The test item was administered by gavage to three groups each of twenty-four time mated Sprague-Dawley Crl:CD® (SD) IGS BR strain rats, between Days 3 and 19 of gestation at dose levels 100, 300, and 1000 mg/kg bw/day. A further group of twenty-four time mated females was exposed to the vehicle only (Distilled Water) to serve as a control over the same treatment period. Clinical signs, body weight change and food consumptions were monitored during the study. All surviving females were terminated on Day 20 of gestation and subjected to gross necropsy including adrenal organ weights and examination of the uterine contents. The number of corpora lutea, number, position and type of implantation, placental weights, foetal weight, sex and external and internal macroscopic appearance were recorded.
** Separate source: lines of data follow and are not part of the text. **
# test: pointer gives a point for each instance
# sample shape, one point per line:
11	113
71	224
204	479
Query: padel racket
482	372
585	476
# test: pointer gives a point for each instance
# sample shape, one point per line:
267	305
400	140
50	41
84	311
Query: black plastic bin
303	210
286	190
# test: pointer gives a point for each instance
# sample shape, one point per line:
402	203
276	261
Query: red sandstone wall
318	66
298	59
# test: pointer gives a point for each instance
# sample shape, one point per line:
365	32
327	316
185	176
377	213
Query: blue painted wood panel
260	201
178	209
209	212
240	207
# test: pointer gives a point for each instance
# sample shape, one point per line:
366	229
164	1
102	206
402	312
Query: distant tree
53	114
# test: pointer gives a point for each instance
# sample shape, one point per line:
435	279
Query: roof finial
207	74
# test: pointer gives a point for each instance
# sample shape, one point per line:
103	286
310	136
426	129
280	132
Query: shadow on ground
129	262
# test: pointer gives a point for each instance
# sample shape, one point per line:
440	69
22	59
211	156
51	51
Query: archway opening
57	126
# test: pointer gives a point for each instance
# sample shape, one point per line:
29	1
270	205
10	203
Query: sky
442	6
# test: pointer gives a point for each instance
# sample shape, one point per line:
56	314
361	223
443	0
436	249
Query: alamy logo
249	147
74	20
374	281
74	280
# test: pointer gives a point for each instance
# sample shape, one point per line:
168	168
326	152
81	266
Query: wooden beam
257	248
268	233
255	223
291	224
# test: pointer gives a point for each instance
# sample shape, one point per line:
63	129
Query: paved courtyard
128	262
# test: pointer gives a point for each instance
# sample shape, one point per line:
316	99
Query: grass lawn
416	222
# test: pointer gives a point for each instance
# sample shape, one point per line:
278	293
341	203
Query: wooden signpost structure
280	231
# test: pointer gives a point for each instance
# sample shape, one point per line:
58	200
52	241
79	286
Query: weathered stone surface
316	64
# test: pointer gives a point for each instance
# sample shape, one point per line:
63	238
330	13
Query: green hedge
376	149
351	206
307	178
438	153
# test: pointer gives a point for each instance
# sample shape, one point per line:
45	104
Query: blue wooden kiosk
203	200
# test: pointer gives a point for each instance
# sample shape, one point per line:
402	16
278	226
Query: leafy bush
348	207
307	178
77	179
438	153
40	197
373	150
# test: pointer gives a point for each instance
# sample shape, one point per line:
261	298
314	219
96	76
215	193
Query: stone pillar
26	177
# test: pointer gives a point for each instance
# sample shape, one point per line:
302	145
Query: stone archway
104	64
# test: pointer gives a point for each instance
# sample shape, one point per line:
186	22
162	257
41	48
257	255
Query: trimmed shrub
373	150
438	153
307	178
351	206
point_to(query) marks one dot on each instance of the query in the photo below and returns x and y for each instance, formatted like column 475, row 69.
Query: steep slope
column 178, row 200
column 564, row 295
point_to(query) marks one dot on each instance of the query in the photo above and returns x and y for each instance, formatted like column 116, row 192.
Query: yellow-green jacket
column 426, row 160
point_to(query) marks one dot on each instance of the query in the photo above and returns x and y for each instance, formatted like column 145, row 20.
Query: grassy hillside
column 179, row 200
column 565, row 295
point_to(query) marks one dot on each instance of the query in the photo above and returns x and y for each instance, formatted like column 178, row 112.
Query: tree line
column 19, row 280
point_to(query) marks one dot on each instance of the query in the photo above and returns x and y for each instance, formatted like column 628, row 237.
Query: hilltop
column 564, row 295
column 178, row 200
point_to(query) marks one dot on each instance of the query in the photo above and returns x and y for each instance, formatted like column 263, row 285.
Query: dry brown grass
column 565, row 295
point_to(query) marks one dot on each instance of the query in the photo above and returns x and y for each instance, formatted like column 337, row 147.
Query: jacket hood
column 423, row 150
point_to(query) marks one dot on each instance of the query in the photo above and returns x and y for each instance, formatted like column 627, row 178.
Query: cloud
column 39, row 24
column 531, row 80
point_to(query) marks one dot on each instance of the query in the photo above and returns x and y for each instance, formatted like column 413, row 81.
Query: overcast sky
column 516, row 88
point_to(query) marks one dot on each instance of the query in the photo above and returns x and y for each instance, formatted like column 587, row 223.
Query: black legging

Half of each litter were examined for skeletal development. The remaining half were examined viscerally.

There were no unscheduled deaths or clinical signs observed that were associated with treatment. There were no effects of treatment on body weight or body weight gain during gestation nor was there a chage in food intake. No macroscopic abnormalities were detected for adult animals at necropsy. At 1000 mg/kg bw/day there was a statistically significant increase in body weight-relative adrenals weights compared to control although there was no change in the absolute adrenal weights. There was no effect of treatment on numbers of early or late resorptions, live litter size or pre and post-implantation losses at any dose. There was no effect of treatment on mean placental, foetal or litter weight at 100, 300 or 1000 mg/kg bw/day, and external necropsy examination and subsequent detailed visceral and skeletal assessment did not indicate any effect of treatment on foetal development.

The oral administration of 1,4-cyclohexane dimethanol to pregnant rats at 1000 mg/kg bw/day was well tolerated with only an increase in body weight-relative adrenal weights preventing this dosage from being considered the ‘No Observed Effect

Level’ (NOEL) for the pregnant female. This dosage represents a clear No Observed Adverse Effect Level (NOAEL) for the pregnant female with the NOEL being 300 mg/kg bw/day. The NOEL for the survival, growth and morphological development the conceptus was considered to be 1000 mg/kg bw/day.